What the Masters app can teach us about large language models

For years IBM has been using cutting-edge AI to improve the digital experiences found in the Masters app. We taught an AI model to analyze Masters video and produce highlight reels for every player, minutes after their round is complete. We built models that generate scoring predictions for every player on every hole. But I believe the “AI Commentary” solution we built this year is the most consequential work we’ve done in the history of our 25-year partnership with the Masters.

AI Commentary is a new feature that automatically adds spoken commentary to videos of every shot, by every player, on every hole. Over the course of the tournament, it will narrate the golf action in more than 20,000 videos that are accessible through the My Group feature on the Masters app. It is designed to enhance the user experience. But the reason I believe this solution is so important is not because of what it does, but how it does it.

The AI Commentary feature is a generative AI built from a large language model that was trained on a massive corpus of language data. The world’s eyes were first opened to the power of large language models last November when a chatbot application dominated news cycles. Since then, there have been countless questions about the practical applications of these powerful models that seemingly understand the complex relationships between words, sentences, and concepts. I think the AI Commentary capability in the Masters app offers some answers. 

Long before millions of people started generating college essays and humorous haiku online, IBM was busy figuring out how to make large language models enterprise grade. The first thing they needed was domain expertise. Because large language models are trained on vast quantities of unlabeled data, they can be quickly adapted to a wide range of tasks. But first, they need to acquire “domain expertise.” In other words, a general large language model might be able to generate a passable critique of John Steinbeck’s East of Eden, but without domain expertise, it can’t tell you how a customer service representative at a specific bank should manage a customer who has overdrawn their account. Or what an engineer on an oil rig should do about a high pressure reading on one of the gauges.

The second need is closely related, and really applies to any AI model used in a corporate setting. In order for a large language model to be deployed for internal operations or in customer-facing applications, it must deliver reliable, repeatable results. It cannot be wrong, offensive, or unexplainable.  In my experience, the best way to ensure this is by tapping into curated, accurate, and relevant source data from across the enterprise. “Garbage in, garbage out” has never been more true than it is right now.  
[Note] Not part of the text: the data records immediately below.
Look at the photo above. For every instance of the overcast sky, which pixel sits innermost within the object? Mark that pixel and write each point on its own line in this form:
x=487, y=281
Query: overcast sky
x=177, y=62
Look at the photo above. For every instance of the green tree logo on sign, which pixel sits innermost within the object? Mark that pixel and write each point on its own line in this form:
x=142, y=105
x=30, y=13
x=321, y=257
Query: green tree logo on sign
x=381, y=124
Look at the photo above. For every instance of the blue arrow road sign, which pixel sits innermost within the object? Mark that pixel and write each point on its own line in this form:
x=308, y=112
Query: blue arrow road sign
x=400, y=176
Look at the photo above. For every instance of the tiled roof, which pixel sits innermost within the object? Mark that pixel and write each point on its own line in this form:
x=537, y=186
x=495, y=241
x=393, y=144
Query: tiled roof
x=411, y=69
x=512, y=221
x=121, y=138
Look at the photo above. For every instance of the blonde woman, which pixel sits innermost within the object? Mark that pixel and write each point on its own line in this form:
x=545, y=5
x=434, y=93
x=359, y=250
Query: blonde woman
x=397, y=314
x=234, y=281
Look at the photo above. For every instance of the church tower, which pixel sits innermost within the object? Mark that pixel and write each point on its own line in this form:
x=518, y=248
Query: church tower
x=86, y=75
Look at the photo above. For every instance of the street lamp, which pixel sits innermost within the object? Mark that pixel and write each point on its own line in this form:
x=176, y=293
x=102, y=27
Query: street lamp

In the case of AI Commentary, the large language model we started with could already recognize, summarize, and generate text. But it didn’t understand golf. And it definitely didn’t understand the Masters. For example, at Augusta National Golf Club, a sand trap is called a bunker. The rough is called the second cut. And fans are called patrons. So our team began adding both golf domain expertise and Masters domain expertise to the foundational model. It took two IBM consultants with golf knowledge just three hours to seed the training with domain-specific data. The model began learning and refining from there. (In the not-so-distant past, building an AI solution like this might have taken those same consultants months if not years.)

To produce the spoken commentary during the tournament, the model taps into  Masters “approved” data sources, including data from official providers – including shot data, scoring, stats, and of course, video – from a variety of the approved (trusted) sources. The AI translates the metadata from each shot into descriptive textual elements. That text goes through two neural networks, where hundreds of millions of computations are performed to produce thousands of possible sentences. The model then chooses the best sentence, passes that sentence into Watson Text-to-Speech service, aligns the audio with the action in the clip, and even varies the language and sentence structure from clip to clip. 

Many people have wondered about the practical applications of large language models since the term first entered the public lexicon late last year. I believe AI Commentary in the Masters app is an example of the kinds of use cases we can expect: purpose-built AI models, built from trusted data, designed to serve up helpful, accurate information on specific subject matter. And I believe there will be thousands (if not millions) of them, because AI developers need only add the domain expertise of their industry, their company, or their department to quickly build them. There are moments when the raw capability of technology astounds us. But it’s not until you see these capabilities solve a specific problem that you begin to understand the impact they will have on your business. So as you enjoy the AI commentary feature in the Masters app this week, think about the potential for this technology to not just change the game, but change the world.